Features of multinational Corporations?
Answers
Explanation:
Features of Multinational Corporations (MNCs):
(i) Huge Assets and Turnover: ...
(ii) International Operations Through a Network of Branches: ...
(iii) Unity of Control: ...
(iv) Mighty Economic Power: ...
(v) Advanced and Sophisticated Technology: ...
(vi) Professional Management: ...
(vii)Aggressive Advertising and Marketing:
Answer:
Explanation:
Characteristics of a Multinational Corporation
Not all businesses can be called a multinational corporation. There are certain features that must be met for them to be named as such. The following are the characteristics of multinational corporations:
1. Very high assets and turnover
To become a multinational corporation, the business must be large and must own a huge amount of assets, both physical and financial. The company’s targets are so high that they are also able to make substantial profits.
2. Network of branches
Multinational companies keep production and marketing operations in different countries. In each country, the business oversees more than one office that functions through several branches and subsidiaries.
3. Control
In relation to the previous point, the management of the offices in other countries is controlled by one head office located in the home country. Therefore, the source of command is found in the home country.
4. Continued growth
Multinational corporations keep growing. Even as they operate in other countries, they strive to grow their economic size by constantly upgrading and even doing mergers and acquisitions.

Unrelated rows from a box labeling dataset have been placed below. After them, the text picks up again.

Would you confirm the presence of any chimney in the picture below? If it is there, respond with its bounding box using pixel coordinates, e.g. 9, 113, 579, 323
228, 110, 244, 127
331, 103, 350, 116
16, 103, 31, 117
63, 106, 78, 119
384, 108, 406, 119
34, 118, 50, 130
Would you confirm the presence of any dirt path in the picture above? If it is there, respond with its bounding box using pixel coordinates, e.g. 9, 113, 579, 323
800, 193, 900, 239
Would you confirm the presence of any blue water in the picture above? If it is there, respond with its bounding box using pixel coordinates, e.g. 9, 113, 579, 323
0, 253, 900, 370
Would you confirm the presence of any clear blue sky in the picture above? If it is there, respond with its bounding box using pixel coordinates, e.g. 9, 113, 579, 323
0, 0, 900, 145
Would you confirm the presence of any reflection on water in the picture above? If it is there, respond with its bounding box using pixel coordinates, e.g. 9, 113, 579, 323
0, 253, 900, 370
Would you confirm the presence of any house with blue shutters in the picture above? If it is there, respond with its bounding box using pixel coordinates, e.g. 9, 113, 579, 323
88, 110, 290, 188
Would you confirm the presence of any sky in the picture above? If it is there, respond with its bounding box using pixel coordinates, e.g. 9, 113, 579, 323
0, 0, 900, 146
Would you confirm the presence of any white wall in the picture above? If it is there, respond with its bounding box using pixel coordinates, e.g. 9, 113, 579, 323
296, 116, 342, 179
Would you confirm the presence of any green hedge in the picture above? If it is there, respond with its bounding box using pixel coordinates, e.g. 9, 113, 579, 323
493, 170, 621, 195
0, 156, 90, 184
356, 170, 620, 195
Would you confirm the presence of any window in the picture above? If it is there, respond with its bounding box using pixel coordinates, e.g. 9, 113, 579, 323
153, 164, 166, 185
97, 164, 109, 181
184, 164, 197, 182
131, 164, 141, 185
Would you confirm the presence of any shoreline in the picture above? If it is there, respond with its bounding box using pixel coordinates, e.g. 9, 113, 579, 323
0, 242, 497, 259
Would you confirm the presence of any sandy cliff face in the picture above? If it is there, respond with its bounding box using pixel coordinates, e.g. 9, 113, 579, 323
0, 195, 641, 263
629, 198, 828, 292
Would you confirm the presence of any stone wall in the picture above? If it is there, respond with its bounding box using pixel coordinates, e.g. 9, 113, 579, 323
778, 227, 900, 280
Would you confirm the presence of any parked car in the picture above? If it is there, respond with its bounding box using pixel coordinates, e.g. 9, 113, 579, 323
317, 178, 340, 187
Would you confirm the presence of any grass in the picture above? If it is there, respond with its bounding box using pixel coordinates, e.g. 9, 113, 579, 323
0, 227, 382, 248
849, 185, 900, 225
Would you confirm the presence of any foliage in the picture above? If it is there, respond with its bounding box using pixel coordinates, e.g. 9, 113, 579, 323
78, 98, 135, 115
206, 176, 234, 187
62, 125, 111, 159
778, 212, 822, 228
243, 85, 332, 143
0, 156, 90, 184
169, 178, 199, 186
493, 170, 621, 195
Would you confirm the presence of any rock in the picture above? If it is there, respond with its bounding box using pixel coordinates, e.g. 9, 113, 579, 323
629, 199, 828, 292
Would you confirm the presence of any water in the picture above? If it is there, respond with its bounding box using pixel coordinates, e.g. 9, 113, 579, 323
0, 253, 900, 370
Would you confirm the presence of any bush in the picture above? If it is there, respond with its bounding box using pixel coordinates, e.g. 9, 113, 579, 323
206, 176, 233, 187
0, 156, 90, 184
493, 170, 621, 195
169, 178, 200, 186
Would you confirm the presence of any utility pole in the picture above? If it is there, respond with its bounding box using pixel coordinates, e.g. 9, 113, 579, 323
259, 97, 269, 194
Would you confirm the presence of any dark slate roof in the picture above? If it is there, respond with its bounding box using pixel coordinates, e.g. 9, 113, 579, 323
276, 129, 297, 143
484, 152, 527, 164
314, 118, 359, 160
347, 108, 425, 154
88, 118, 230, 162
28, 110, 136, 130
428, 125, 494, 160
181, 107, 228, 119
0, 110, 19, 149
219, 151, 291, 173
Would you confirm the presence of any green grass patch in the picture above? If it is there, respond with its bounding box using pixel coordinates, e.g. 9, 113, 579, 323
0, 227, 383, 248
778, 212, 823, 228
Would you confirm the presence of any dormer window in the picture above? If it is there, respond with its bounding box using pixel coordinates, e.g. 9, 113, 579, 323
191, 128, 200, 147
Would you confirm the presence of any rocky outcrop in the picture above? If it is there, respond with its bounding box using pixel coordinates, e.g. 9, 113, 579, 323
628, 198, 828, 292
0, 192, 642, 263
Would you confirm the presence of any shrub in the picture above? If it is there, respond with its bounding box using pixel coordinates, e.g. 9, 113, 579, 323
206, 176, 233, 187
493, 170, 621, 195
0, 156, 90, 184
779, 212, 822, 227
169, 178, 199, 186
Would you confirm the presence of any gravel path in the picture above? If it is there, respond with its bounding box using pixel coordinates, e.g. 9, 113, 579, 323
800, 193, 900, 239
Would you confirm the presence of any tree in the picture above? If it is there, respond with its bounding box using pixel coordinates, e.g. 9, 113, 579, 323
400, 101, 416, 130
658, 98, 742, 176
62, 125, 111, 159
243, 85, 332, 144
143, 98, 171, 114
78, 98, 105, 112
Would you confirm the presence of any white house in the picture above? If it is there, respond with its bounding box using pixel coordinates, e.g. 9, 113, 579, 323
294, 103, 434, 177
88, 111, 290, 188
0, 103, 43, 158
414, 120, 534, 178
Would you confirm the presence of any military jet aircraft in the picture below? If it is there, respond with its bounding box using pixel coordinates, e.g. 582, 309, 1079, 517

5. Sophisticated technology
When a company goes global, they need to make sure that their investment will grow substantially. In order to achieve substantial growth, they need to make use of capital-intensive technology, especially in their production and marketing.
6. Right skills
Multinational companies employ only the best managers who are capable of handling huge funds, using advanced technology, managing workers, and running a huge business entity.
7. Forceful marketing and advertising
One of the most effective survival strategies of multinational corporations is spending a huge amount of money on marketing and advertising. It is how they are able to sell every product or brand they make.
8. Good quality products
Because they use capital-intensive technology, they are able to produce top-of-the-line products.
Reasons for Being a Multinational Corporation
There is a reason why many companies want to become multinational corporations. Here are some of them:
1. Access to lower production costs
It is a very common reason for companies to go global because if they set up production in other countries, especially in developing economies, they spend less on production costs. Though outsourcing is a way of doing this, setting up manufacturing plants in other countries may be even cheaper.
2. Proximity to target international markets
It is beneficial to set up business in countries where the target market of a company is. It helps reduce transport costs, and it gives multinational corporations easier access to consumer feedback and information, as well as to consumer intelligence.
3. Avoidance of tariffs
When a company produces or manufactures its products in another country where they sell them, they are exempt from import quotas and tariffs.
Models of Multinational Corporations
The following are the different models of multinational corporations:
1. Centralized
In the centralized model, companies put up an executive headquarters in their home country and then build various manufacturing plants and production facilities in other countries. Its most important advantage is being able to avoid tariffs and import quotas and take advantage of lower production costs.
2. Regional
The regionalized model states that a company keeps its headquarters in one country that supervises a collection of offices that are located in various countries. Unlike the centralized model, the regionalized model includes subsidiaries and affiliates that all report to the headquarters.
3. Multinational
In the multinational model, a parent company operates in the home country and puts up subsidiaries in different countries. The difference is that the subsidiaries and affiliates are more independent in their operations.